Can Tech Get Rid of Bad Trips?

Can Tech Get Rid of Bad Trips? — A Bastard Summary

Oh great, the tech wizards are at it again — trying to “fix” something that isn’t broken, because apparently no human experience is safe from a bloody engineering solution. This lovely little episode from Wired’s Uncanny Valley podcast goes down the rabbit hole of psychedelic research, asking if technology can somehow stop people from having bad trips. Because obviously, when your brain’s swimming in LSD-flavored chaos, what you really need is some Silicon Valley tosser waving a neural headset over you like a digital exorcist.

So here’s the deal: researchers are using machine learning, apps, brain monitors, and other shiny crap to predict or prevent bad psychedelic experiences. They’re talking about reading your neural patterns mid-trip, calming you down with soothing signals, maybe even zapping your head until you stop seeing God in the wallpaper. The idea is noble enough — make tripping safer, especially for therapeutic settings — but holy hell, the hubris! We can’t even get printer drivers to work properly, and now we’re going to fine-tune the human mind on DMT? Give me a bloody break.

Of course, the backers love to say it’s all about “mental health” and “well-being,” but let’s be honest — half of this crap is venture capitalists sniffing around the next profitable high. Because nothing says “inner peace” like a subscription-based VR app that tells you when your serotonin’s having a tantrum. The researchers mean well, sure, but it’s hard not to see this as another bunch of tech-bros trying to control something beautifully uncontrollable — the messy, unpredictable, occasionally terrifying human psyche. You can’t debug consciousness, no matter how many GPUs you throw at it, you smug bastards.

Anyway, the article basically screams “We’re trying to make tripping safe for corporate boardrooms!” and while that’s predictably sterile and boring, at least someone’s getting rich off it. Good for them. Meanwhile, I’ll keep my bad trips the old-fashioned way — screaming into the abyss without a Bluetooth monitor up my arse.

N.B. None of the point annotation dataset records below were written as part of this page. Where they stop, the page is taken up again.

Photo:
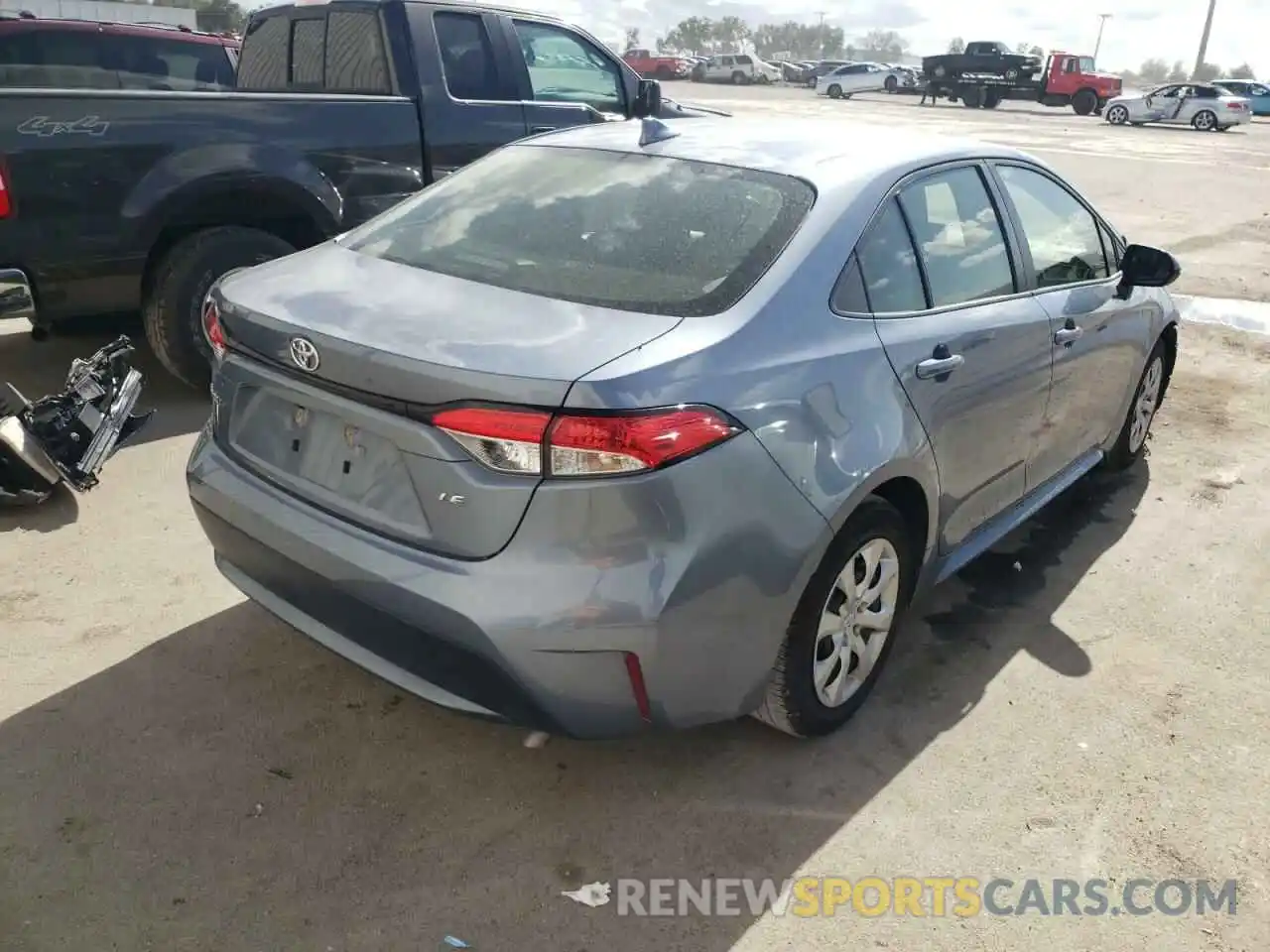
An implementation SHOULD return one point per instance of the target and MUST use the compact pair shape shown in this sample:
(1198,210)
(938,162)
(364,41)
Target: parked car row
(122,199)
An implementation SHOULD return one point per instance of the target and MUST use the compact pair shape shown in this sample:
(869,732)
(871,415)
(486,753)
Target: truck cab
(1074,80)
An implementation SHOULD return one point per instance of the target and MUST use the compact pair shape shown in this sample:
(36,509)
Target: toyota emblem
(304,354)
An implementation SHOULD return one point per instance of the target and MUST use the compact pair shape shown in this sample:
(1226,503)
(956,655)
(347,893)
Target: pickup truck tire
(1084,102)
(173,308)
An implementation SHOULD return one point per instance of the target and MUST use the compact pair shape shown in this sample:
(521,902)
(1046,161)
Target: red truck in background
(659,67)
(1067,79)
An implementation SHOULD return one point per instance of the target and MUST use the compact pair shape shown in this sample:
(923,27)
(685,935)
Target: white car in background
(1199,104)
(739,68)
(853,77)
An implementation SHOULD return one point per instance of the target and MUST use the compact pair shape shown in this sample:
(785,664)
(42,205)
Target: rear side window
(957,236)
(356,61)
(888,264)
(627,231)
(339,53)
(308,53)
(264,55)
(466,56)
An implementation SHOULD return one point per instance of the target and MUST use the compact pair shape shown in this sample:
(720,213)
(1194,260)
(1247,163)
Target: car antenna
(653,130)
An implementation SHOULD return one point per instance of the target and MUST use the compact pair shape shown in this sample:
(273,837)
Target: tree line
(811,41)
(798,41)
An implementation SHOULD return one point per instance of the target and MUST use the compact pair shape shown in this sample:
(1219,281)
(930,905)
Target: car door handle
(939,366)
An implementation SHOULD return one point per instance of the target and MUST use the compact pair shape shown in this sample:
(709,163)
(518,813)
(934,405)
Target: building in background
(105,10)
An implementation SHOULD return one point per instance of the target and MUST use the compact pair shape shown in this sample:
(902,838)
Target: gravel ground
(182,772)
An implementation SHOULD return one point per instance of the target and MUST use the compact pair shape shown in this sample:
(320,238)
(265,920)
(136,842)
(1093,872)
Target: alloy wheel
(1146,404)
(856,621)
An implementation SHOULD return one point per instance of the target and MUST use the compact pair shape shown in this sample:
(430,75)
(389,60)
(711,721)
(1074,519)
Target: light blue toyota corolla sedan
(629,426)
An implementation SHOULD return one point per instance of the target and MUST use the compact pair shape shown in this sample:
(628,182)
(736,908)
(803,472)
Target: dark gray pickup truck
(113,200)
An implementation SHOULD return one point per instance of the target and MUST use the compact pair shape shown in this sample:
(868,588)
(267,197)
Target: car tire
(1205,121)
(794,703)
(173,308)
(1147,398)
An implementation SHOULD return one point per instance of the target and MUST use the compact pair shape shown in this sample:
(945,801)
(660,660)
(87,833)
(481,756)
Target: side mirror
(1144,267)
(648,99)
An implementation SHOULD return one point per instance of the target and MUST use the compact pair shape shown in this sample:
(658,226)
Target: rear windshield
(629,231)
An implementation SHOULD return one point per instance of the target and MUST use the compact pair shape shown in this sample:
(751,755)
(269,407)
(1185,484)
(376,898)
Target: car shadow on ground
(40,367)
(235,785)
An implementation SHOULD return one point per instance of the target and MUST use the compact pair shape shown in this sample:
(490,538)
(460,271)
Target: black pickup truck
(982,58)
(113,200)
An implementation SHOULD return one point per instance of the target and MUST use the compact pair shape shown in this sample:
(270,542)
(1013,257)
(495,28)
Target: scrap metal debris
(68,436)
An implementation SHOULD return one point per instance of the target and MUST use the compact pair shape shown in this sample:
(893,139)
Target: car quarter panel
(815,388)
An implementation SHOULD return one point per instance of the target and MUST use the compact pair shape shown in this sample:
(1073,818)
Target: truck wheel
(1205,121)
(173,308)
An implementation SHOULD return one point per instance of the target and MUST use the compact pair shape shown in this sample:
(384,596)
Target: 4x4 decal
(44,127)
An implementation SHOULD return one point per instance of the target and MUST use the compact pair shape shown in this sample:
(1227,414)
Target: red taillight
(212,329)
(536,443)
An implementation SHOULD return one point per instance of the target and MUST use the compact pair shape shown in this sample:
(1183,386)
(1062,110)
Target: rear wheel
(1205,121)
(173,307)
(843,627)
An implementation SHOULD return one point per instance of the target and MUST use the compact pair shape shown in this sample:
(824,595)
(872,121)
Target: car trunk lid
(348,431)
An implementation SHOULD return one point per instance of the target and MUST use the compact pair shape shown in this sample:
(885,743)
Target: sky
(1138,30)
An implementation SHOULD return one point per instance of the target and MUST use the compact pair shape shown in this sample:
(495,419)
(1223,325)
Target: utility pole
(1102,22)
(1203,40)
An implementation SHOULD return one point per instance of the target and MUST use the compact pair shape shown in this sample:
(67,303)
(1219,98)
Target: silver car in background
(1202,105)
(616,429)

Read the article yourself if you fancy a trip down the techno-optimist drainpipe: https://www.wired.com/story/uncanny-valley-podcast-can-tech-get-rid-of-bad-trips/

Reminds me of the time some overconfident intern thought he could “AI-optimize” the server load and ended up frying half our rack. Claimed it was “learning dynamically” — yeah, dynamically learning how to fail in new and exciting ways. Bloody genius.